Ertan Erkuvvet
Ertan Erkuvvet
E-Posta: [email protected] YAZARIN TÜM YAZILARI

El birliğiyle futbolu yok ediyorlar!

Köşe Yazısını Dinle

Geride bıraktığımız pazartesi günü Süper Lig, ‘dünya derbisi’ne sahne oldu.

Ne kadar şaşalı değil mi; dünya derbisi!

Peki sonuç; pek çok derbide gördüğümüz gibi futbol adına koca bir sıfır.

Ancak maç sonrası demeç savaşları yine zirvedeydi.

Sahada hiçbir şey yapmayıp, saha dışında bu kadar konuşmak bizim olmazsa olmazımız zaten. Yani icraat sıfır, çene gırla.

Tabii bu derbiyi, önceki yıllardan ayıran çok önemli bir özellik vardı; Sloven hakem Slavko Vincic.

1970 yılından sonra ilk kez Türkiye liglerinde bir maçı yabancı hakem yönetti. Çok mu iyi yönetti?

Değerlendirme yapmak için ortada futbol maçına benzer bir şey görmemiz lazımdı, ancak ne gezer.

Hakem adına öylesine rahat bir maç oldu ki; koy sahanın ortasına bir sandalye Ahmet Çakar ya da Erman Toroğlu oturarak yönetsin.

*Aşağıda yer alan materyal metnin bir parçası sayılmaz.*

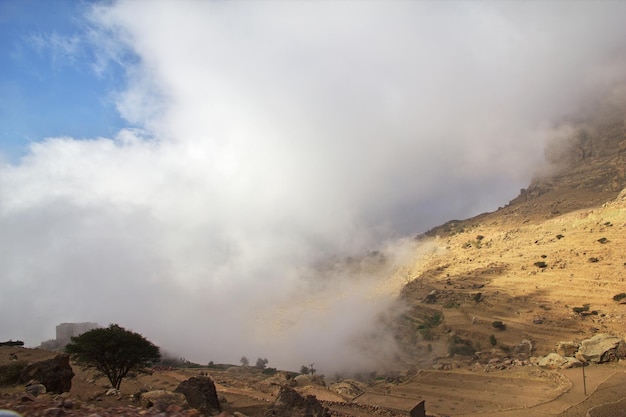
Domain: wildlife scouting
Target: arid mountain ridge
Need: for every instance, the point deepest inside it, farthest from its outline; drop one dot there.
(559, 245)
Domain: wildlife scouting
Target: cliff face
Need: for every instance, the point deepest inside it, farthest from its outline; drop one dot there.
(590, 158)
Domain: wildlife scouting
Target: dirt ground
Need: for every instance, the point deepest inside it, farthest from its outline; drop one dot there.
(509, 393)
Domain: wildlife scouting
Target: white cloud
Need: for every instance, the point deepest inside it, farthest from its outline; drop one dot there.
(277, 134)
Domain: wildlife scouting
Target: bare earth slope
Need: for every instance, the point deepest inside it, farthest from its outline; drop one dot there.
(488, 293)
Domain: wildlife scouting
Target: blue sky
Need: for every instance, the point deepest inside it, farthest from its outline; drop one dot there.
(49, 85)
(196, 160)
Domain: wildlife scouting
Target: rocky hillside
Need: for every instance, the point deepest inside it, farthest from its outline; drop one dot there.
(550, 266)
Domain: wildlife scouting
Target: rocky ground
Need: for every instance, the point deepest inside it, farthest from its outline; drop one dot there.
(482, 309)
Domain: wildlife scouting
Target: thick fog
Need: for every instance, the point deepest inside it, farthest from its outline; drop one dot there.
(270, 138)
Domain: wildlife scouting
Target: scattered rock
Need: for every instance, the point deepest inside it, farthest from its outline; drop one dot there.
(304, 380)
(556, 361)
(55, 374)
(524, 348)
(112, 392)
(602, 348)
(34, 388)
(567, 348)
(201, 394)
(161, 399)
(347, 388)
(291, 404)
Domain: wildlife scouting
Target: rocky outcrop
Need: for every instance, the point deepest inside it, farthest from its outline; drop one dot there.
(567, 348)
(555, 361)
(161, 399)
(347, 388)
(602, 348)
(304, 380)
(291, 404)
(55, 374)
(200, 394)
(523, 349)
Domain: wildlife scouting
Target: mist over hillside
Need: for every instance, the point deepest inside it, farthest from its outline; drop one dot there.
(266, 140)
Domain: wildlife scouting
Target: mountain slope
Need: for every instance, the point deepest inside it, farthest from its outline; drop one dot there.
(560, 245)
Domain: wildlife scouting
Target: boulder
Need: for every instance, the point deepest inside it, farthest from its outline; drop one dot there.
(523, 348)
(304, 380)
(200, 394)
(161, 399)
(35, 388)
(55, 374)
(567, 348)
(347, 388)
(602, 348)
(556, 361)
(291, 404)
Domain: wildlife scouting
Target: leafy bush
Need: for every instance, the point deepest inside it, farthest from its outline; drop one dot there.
(458, 346)
(113, 351)
(10, 373)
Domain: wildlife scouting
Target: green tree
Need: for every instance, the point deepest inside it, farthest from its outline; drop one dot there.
(261, 363)
(113, 351)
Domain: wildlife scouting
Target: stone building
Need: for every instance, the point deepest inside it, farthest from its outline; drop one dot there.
(65, 331)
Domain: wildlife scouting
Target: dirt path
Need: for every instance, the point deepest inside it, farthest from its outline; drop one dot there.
(572, 403)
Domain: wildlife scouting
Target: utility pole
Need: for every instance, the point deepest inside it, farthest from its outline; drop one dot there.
(584, 380)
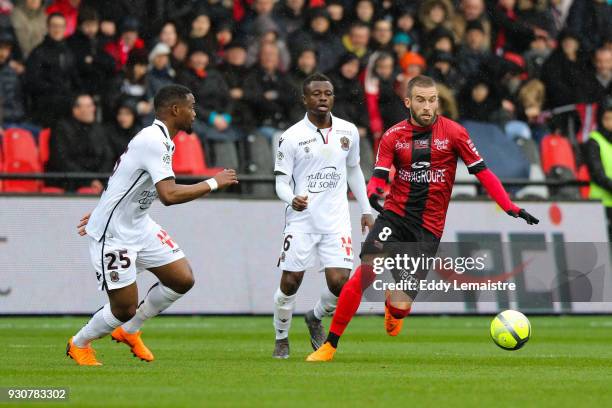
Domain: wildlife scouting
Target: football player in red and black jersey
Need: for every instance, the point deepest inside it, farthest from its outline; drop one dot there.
(424, 150)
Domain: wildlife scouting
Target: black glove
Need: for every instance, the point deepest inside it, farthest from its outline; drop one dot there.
(531, 220)
(374, 200)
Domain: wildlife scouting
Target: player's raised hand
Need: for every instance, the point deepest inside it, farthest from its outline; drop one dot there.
(299, 203)
(367, 221)
(531, 220)
(226, 178)
(83, 223)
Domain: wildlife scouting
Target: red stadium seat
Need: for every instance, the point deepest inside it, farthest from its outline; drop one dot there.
(189, 156)
(44, 137)
(20, 156)
(556, 151)
(88, 190)
(1, 166)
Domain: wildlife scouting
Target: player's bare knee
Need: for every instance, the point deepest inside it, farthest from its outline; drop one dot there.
(290, 282)
(336, 283)
(183, 284)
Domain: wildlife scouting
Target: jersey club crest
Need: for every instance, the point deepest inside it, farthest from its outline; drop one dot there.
(345, 143)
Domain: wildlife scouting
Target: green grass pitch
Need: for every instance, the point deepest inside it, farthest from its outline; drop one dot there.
(226, 361)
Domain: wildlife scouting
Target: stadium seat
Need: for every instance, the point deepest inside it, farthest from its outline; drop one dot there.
(500, 154)
(189, 156)
(1, 166)
(88, 190)
(20, 156)
(556, 150)
(44, 137)
(530, 150)
(559, 163)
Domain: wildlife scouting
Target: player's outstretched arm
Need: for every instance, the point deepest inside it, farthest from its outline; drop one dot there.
(171, 193)
(356, 182)
(285, 192)
(496, 190)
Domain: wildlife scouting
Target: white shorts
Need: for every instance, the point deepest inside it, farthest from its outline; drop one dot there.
(299, 250)
(117, 264)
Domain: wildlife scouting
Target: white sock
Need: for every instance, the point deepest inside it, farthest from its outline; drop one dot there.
(283, 312)
(156, 301)
(326, 305)
(102, 323)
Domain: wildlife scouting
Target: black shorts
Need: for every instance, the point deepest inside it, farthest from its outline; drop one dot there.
(394, 235)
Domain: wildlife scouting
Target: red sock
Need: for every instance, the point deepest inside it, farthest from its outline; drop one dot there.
(350, 298)
(397, 313)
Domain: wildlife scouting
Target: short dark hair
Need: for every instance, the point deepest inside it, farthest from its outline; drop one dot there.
(53, 15)
(421, 81)
(358, 24)
(170, 95)
(87, 14)
(78, 96)
(316, 77)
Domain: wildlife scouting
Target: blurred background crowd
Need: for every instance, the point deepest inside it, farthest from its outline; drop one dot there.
(518, 70)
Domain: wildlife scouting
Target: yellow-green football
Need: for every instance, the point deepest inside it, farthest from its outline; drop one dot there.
(510, 330)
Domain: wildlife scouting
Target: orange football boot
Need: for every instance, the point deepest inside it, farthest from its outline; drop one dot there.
(135, 342)
(392, 325)
(82, 356)
(324, 353)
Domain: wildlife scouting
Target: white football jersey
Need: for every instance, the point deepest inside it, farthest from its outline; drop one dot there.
(316, 160)
(122, 212)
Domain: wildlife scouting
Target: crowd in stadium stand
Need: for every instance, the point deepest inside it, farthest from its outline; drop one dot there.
(88, 69)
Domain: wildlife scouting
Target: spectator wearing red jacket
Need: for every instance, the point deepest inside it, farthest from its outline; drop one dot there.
(70, 10)
(128, 40)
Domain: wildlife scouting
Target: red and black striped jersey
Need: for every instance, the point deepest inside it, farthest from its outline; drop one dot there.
(425, 159)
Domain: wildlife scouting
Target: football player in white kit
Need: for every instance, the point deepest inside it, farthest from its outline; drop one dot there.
(316, 158)
(124, 240)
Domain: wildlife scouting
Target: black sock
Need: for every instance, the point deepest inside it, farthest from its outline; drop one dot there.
(333, 339)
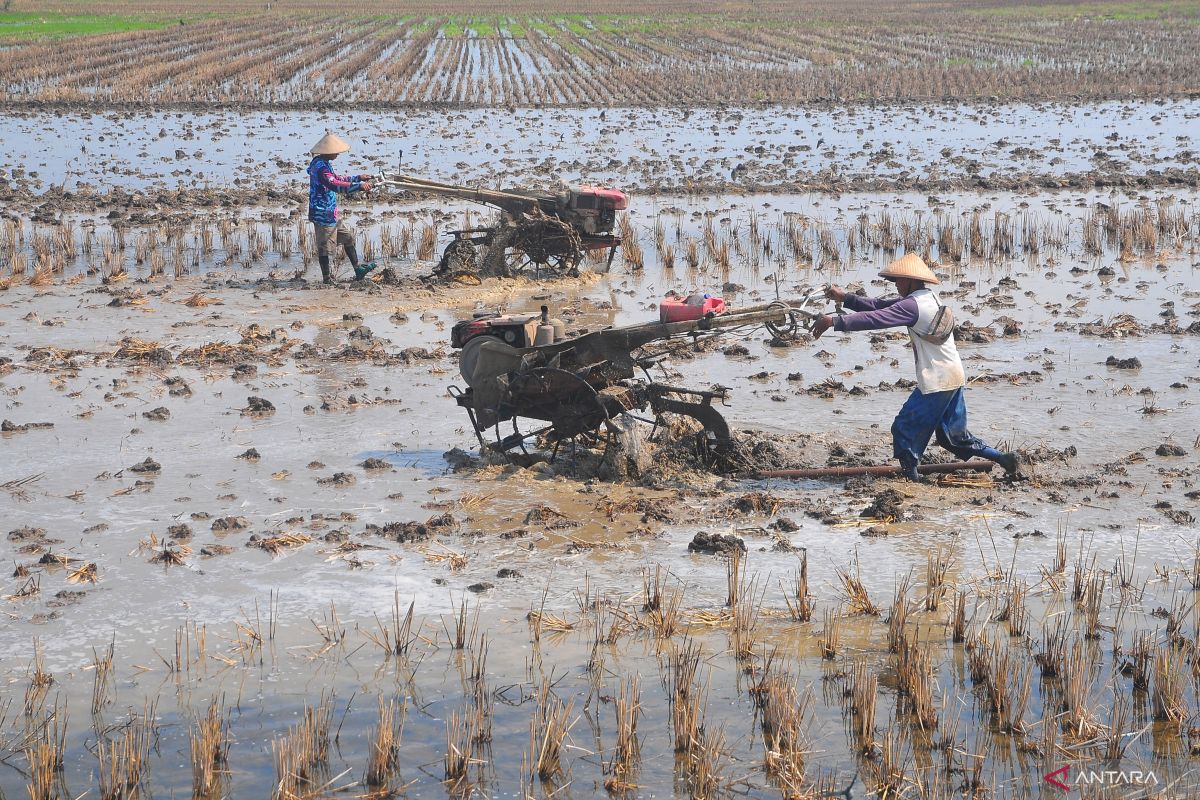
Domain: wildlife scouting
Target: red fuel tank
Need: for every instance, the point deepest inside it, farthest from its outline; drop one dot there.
(694, 307)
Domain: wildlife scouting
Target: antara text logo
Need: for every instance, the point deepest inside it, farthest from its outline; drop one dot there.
(1062, 777)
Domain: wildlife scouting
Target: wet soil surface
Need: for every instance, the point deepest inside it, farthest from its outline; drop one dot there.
(259, 467)
(123, 158)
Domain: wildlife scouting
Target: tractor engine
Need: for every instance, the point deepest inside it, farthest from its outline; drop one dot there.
(592, 209)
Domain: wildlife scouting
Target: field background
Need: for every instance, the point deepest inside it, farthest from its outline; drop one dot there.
(369, 53)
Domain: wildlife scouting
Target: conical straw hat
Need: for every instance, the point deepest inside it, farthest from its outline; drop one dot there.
(910, 266)
(329, 144)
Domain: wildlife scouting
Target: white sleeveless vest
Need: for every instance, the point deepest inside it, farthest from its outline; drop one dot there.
(939, 367)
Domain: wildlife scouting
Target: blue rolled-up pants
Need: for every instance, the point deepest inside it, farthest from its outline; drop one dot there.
(943, 414)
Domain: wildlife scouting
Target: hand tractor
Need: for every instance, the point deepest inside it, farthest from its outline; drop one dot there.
(538, 229)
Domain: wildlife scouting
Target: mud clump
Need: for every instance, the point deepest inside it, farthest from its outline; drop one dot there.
(180, 531)
(460, 459)
(148, 467)
(226, 524)
(178, 388)
(715, 543)
(887, 505)
(258, 407)
(12, 427)
(414, 531)
(375, 464)
(337, 480)
(551, 518)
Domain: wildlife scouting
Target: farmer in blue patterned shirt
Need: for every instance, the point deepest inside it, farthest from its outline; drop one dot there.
(937, 407)
(324, 186)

Fenerbahçe’nin 1-2 pozisyonunun dışında aksiyonu olmayan, diğer derbilerden son derece farklı olarak saha içinde gerginlik yaşanmayan bir sözüm ona büyük maç!

Sonra ne hikmetse Beşiktaş ve Trabzonspor da Vincic’in her iki takımla oynayacakları maçları yönetmesini istediklerini açıkladılar.

Ardından da pek çok kulüpten yabancı hakem talebi gelmeye başladı.

Ne diyelim bizim hakemler de artık halı sahada düdük çalar!

Türk hakemliğini el birliğiyle bitirin de kurtulalım.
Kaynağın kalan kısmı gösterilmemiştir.